Floyd algorithm problem Floyd cuda implementation getting wrong results.

Hi guys, I tried to implement the Floyd algorithm, but somehow I am not getting the right results. When I compare the results in a matrix(d_predMatrix) containing the predecessors of the paths calculated by my cuda floyd algorithm with the ones thrown by the secuencial floyd algorithm they are not always the same, and sometimes they are equal, I am thinking that perhaps it could be that kernel launches are executed asynchronously, but I tested with the function cudaThreadSynchronize() before checking for errors in the kernel launch, but I still have wrong results and with a little more time delay… so, could anybody point me out what am I missing here, cause I must be doing something wrong. I really will appreciate your help. my code is as follows:

CPU

[codebox] //N: number of vertices in the graph

    //d_weightMatrix and d_predMatrix are 1D matrices of size N*N

dimBlock.x = min(16,N);

dimBlock.y = dimBlock.x;

dimGrid.x = (int)ceil((float)N/dimBlock.x);

dimGrid.y = dimGrid.x;

for(int u = 0; u < N ; u++)

{

	floyd<<< dimGrid, dimBlock >>>(d_weightMatrix, d_predMatrix, N,u);

	checkCUDAError("Error executing kernel\n");

}[/codebox]

GPU

[codebox]//Kernel

global void floyd(float* weight, int* pred, int N, int u)

{

unsigned int v = __mul24(blockDim.x,blockIdx.x) + threadIdx.x;

unsigned int w = __mul24(blockDim.y,blockIdx.y) + threadIdx.y;

if(v!=w && w!=u && v!=u && v < N && u < N && w < N)

{

	if(weight[v*N + w] > weight[v*N + u] + weight[u*N + w])

	{

		weight[v*N + w] = weight[v*N + u] + weight[u*N + w];

		pred[v*N + w] = u;

	}

}

}

[/codebox]

i only took a quick look but i can think of a couple of reasons for different results:

  1. if the differences are small then it is do to floating point error. nothing much to do about it, really shouldn’t matter.

  2. you are writing to the same spot in global memory twice, overwriting one result with another.(not sure of this you should check it out)
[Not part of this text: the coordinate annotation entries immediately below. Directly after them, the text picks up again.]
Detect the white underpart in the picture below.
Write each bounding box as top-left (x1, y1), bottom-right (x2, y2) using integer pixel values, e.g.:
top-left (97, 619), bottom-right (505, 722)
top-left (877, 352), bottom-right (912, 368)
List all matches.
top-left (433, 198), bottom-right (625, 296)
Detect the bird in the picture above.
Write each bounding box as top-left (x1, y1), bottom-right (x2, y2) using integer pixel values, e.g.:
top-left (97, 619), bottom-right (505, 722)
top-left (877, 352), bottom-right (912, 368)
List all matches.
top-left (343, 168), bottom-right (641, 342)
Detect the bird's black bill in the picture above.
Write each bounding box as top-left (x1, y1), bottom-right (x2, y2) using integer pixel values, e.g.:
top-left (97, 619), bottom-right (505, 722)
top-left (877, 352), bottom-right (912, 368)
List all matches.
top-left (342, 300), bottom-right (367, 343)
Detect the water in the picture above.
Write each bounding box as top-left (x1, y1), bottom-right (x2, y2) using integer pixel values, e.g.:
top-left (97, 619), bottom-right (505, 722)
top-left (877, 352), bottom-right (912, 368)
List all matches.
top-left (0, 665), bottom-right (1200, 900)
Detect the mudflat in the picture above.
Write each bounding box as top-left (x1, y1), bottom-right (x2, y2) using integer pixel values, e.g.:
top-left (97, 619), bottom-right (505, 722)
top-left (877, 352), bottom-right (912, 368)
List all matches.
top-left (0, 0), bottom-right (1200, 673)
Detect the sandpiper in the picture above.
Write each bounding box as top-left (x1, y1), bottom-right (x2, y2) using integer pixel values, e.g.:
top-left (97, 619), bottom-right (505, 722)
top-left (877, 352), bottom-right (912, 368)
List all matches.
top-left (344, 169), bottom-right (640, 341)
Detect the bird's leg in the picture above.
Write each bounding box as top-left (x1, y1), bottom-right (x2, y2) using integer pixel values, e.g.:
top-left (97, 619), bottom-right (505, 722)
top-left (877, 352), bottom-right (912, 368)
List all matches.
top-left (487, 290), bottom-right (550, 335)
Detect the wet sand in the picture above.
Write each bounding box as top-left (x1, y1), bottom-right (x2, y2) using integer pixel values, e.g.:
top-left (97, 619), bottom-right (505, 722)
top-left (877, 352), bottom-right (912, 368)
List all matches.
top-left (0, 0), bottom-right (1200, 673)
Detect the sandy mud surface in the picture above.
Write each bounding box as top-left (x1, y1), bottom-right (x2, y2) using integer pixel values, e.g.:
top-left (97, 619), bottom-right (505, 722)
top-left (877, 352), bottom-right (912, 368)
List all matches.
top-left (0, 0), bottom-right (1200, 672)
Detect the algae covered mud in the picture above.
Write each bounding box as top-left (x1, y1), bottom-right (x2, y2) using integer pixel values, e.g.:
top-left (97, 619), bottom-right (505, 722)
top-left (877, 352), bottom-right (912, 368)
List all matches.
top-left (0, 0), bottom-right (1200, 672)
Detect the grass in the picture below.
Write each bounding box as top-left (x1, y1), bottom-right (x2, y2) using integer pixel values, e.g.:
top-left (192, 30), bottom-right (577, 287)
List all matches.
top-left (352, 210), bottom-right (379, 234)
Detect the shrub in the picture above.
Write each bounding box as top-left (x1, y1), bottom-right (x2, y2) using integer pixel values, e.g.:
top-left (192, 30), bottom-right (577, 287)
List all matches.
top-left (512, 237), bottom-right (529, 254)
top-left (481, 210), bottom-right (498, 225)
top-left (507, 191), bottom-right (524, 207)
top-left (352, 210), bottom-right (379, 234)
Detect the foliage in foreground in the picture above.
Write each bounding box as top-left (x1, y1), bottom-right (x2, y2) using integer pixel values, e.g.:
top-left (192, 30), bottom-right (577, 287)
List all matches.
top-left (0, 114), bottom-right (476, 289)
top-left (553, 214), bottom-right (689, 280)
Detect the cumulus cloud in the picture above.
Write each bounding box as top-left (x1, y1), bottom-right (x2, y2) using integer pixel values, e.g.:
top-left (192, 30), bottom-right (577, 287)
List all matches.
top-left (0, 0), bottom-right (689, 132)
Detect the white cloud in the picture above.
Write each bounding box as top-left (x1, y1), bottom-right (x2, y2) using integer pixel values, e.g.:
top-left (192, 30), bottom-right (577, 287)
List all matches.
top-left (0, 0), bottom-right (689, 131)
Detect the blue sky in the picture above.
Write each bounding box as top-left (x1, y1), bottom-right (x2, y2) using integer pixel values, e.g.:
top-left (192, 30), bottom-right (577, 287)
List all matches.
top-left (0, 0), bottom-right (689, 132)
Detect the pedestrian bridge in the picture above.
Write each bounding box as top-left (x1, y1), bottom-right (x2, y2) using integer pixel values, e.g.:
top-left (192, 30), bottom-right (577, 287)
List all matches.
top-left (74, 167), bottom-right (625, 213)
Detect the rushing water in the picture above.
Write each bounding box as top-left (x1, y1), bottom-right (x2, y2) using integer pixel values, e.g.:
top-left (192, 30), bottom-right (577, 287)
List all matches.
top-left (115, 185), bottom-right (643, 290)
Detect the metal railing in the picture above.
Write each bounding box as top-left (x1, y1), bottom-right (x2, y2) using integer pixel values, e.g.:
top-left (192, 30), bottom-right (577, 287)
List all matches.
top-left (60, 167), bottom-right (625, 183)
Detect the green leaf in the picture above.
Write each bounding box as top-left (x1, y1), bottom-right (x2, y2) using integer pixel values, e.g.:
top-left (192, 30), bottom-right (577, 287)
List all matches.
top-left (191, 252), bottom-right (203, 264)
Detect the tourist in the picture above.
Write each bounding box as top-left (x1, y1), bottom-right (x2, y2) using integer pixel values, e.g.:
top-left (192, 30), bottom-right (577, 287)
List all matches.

compile your code with emu debug, and start comparing the results from the cpu and gpu one at a time, then you will see were it falls apart.

Well in Debug Emulation everything works out perfect, no matter how big I create the matrix is always correct, that’s why I thought it could be that when I am calling the kernel and passing in the parameters a intermediary the next call to the other kernel in the loop depends on the results of the execution of the last one so if they are running concurrently I get wrong results, and this doesn’t happen in the emulation mode.

I will make a test with an matrix of integer instead of floats to discard floating point errors, thanks a lot for the hints!
I will post the results back.

Debug (emulation) actually runs on the CPU - hence the float results are almost the same as on the original code (without CUDA)

Furthermore the threads are more “ordered” and obviously aint running in thousands like on the GPU (in release) and therefore many times

debug(emulation) will hide different threads writing to the same place, race conditions etc…

EDIT - Just to support what erdooom wrote :)

eyal

I don’t know anything about Floyd algorithms, and that indexing looks complicated… I really don’t have a clue what is going on here. It appears that you are both writing to and reading from the same array with varied indices. Is there ever a time when one thread writes to the array at a location that another thread reads from? That would cause a race condition on the device that would not be present in emulation mode, as emulation mode runs all threads sequentially.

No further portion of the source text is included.